Saturday, March 23, 2019

Daghestan Underground has Restructured Itself but Not Disappeared, Experts Say


Paul Goble

            Staunton, March 22 – The Islamist underground in Daghestan has restructured itself into a collection of conspiratorial cells but it has not disappeared, despite the fact that the number of terrorist incidents has declined in recent months, according to officials and experts on the region with whom the Kavkaz-Uzel news agency has spoken (kavkaz-uzel.eu/articles/333266/).

            Magomed Baachilov, the head of the Daghestan branch of the Russian National Guard, points to this development as well as to another: In the past, it was the wives of radicals who left to go the Middle East; now, he says, the flow consists increasingly of unmarried young girls, thus creating an additional threat in the future.

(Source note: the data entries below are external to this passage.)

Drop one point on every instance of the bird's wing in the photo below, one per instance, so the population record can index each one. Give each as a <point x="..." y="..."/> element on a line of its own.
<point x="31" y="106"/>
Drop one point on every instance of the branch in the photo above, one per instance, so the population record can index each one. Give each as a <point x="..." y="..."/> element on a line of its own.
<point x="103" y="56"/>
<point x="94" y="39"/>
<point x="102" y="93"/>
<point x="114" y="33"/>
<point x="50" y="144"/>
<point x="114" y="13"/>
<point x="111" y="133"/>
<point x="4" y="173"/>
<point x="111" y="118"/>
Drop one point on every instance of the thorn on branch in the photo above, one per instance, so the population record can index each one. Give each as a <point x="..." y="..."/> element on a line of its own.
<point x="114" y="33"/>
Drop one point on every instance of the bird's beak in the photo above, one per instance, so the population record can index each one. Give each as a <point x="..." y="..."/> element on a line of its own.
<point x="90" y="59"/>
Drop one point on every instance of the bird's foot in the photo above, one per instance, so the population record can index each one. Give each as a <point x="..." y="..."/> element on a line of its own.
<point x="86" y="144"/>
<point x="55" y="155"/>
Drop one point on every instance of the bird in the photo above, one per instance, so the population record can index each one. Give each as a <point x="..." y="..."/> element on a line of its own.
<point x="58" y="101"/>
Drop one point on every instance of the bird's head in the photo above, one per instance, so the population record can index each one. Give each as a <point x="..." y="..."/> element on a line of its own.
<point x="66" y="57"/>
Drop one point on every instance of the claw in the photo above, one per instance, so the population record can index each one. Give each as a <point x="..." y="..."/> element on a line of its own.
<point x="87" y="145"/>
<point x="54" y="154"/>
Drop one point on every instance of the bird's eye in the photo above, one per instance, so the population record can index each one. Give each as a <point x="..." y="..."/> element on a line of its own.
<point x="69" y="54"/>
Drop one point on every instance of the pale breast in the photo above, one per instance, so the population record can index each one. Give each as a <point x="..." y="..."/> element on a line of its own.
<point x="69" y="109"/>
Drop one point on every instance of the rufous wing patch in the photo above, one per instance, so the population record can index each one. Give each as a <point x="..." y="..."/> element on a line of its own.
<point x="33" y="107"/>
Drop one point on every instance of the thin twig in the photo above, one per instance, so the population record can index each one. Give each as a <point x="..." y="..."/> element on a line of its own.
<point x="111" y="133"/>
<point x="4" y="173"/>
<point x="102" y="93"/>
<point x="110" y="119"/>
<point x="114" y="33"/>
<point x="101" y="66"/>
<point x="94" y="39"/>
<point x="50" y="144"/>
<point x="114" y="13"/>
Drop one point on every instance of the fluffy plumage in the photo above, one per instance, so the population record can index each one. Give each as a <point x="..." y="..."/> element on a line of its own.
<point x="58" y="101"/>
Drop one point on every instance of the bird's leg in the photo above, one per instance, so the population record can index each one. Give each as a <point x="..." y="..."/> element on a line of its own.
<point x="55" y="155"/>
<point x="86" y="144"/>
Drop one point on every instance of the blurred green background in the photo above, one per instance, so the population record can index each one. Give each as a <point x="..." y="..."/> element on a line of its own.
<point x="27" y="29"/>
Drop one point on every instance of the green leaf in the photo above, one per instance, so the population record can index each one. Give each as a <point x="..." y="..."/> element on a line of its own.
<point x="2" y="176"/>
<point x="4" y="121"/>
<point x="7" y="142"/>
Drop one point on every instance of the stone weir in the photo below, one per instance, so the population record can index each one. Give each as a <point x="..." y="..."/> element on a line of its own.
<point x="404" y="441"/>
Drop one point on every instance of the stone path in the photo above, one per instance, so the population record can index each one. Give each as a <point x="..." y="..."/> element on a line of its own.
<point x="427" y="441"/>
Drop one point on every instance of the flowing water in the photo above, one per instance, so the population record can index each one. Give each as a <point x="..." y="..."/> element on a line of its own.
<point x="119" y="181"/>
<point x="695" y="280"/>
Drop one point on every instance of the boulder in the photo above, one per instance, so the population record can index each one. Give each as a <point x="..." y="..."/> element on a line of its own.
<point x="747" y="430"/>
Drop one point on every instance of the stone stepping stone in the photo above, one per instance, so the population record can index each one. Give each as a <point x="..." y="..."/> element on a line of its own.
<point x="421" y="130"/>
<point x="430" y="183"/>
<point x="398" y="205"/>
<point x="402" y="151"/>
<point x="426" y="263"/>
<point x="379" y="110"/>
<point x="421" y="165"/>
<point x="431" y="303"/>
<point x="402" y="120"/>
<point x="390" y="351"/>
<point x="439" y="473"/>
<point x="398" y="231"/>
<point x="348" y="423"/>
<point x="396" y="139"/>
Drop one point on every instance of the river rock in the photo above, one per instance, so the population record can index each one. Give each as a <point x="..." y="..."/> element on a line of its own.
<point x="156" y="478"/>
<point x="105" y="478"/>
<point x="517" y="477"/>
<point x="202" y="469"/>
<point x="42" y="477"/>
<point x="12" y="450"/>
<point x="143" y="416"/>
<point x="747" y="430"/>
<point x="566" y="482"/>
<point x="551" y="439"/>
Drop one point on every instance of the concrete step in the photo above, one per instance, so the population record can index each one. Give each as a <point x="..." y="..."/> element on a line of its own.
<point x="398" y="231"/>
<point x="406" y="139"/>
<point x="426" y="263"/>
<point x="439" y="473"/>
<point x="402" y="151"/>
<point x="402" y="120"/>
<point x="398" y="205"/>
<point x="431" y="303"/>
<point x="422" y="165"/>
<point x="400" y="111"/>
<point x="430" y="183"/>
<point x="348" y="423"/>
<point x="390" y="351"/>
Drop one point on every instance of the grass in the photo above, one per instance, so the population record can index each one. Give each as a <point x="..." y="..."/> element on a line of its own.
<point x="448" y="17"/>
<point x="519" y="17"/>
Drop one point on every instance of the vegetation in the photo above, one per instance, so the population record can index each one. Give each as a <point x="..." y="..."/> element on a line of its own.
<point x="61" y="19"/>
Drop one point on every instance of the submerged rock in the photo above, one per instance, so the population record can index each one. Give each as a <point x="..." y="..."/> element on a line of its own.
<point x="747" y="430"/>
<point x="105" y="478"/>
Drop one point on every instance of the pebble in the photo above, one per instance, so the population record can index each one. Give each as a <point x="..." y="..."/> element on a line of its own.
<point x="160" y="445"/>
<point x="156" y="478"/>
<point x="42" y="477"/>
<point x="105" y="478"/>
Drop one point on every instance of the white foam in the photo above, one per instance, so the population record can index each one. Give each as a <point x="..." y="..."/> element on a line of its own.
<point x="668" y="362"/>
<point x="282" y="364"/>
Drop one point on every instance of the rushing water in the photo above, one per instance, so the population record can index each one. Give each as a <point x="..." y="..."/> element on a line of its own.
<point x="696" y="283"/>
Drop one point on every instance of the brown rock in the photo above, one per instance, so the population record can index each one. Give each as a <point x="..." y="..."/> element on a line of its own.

            Claims earlier this year by Baachilov and Daghestani interior minister Abduraashid Magomed that the situation in Daghestan itself is much improved, however, are misleading, according to Yekaterina Sokiryanskaya, the director of the Center for the Analysis and Prevention of Conflicts.

            “On the one hand,” she says,” he is right: now there are none of the armed groups which at one time existed in Daghestan. But this is connected not only with their destruction but also with the fact that the underground itself has changed its structure and method of operations.” Now, these people operate in “conspiratorially organized cells.”

            They typically consist of people who from the outside look completely ordinary and carry out ordinary lives but “at the same time are preparing attacks.”  Typically, their attacks are suicidal, because of the actions of the authorities, but they are nevertheless important as an indicator of allegiance to radicalism and opposition to the authorities.

            Sokiryanskaya says that she does not think Daghestan is threatened by the return of a large number of radicals from Syria and Iraq. The borders are too tightly controlled, and the repressive measures that Russian officials use against those who do try and are arrested are sufficient to frighten most people off.

            Instead, she says, Daghestanis who have gone to fight for ISIS are hiding out “in other countries or zones of military conflict” rather than trying to come back.

            Akhmet Yarlykapov, a specialist on the Caucasus at MGIMO, says that the formerly organized resistance is largely a thing of the past but there are still “so-called lone wolves” who are prepared to act on their own and stage terrorist attacks.  That means it is far too early to say the situation in Daghestan is stable.

            Dzhoanna Prashchuk, the founder of the Chechens in Syria project, says that she has very serious doubts that any unmarried women are leaving Daghestan for the Middle East now. Some did earlier, but now ISIS does not control much territory; and many women who went earlier are in prison camps in Kurdish areas. 
            And Mikhail Roshchin, a scholar at the Moscow Institute of Oriental Studies, says that Daghestanis like Muslims in other parts of Russia continue to turn to Islamist radicalism because of official persecution of their faith and because of social problems which if anything are greater in Muslim regions than anywhere else.

            “I would suggest that this sympathy for the militants is a form of protest.” Some people may believe in ISIS goals, but far more see that group as one that is at least opposed to the regime under which they are forced to live.  And the existence of such attitudes means that “new armed groups” can be formed in Daghestan and elsewhere at any time. 

            Consequently, the reported decline in the number of armed incidents in Daghestan from 24 in 2017 to 11 in 2018 is far from the full story, Roshchin says.  They do not show that “no active underground remains in Daghestan. There may be fewer incidents than there were, but the size of the underground may be even larger, now in the form of “sleeper cells.”

            One cannot easily predict when such “cells” will awake and cause a new wave of violence and problems.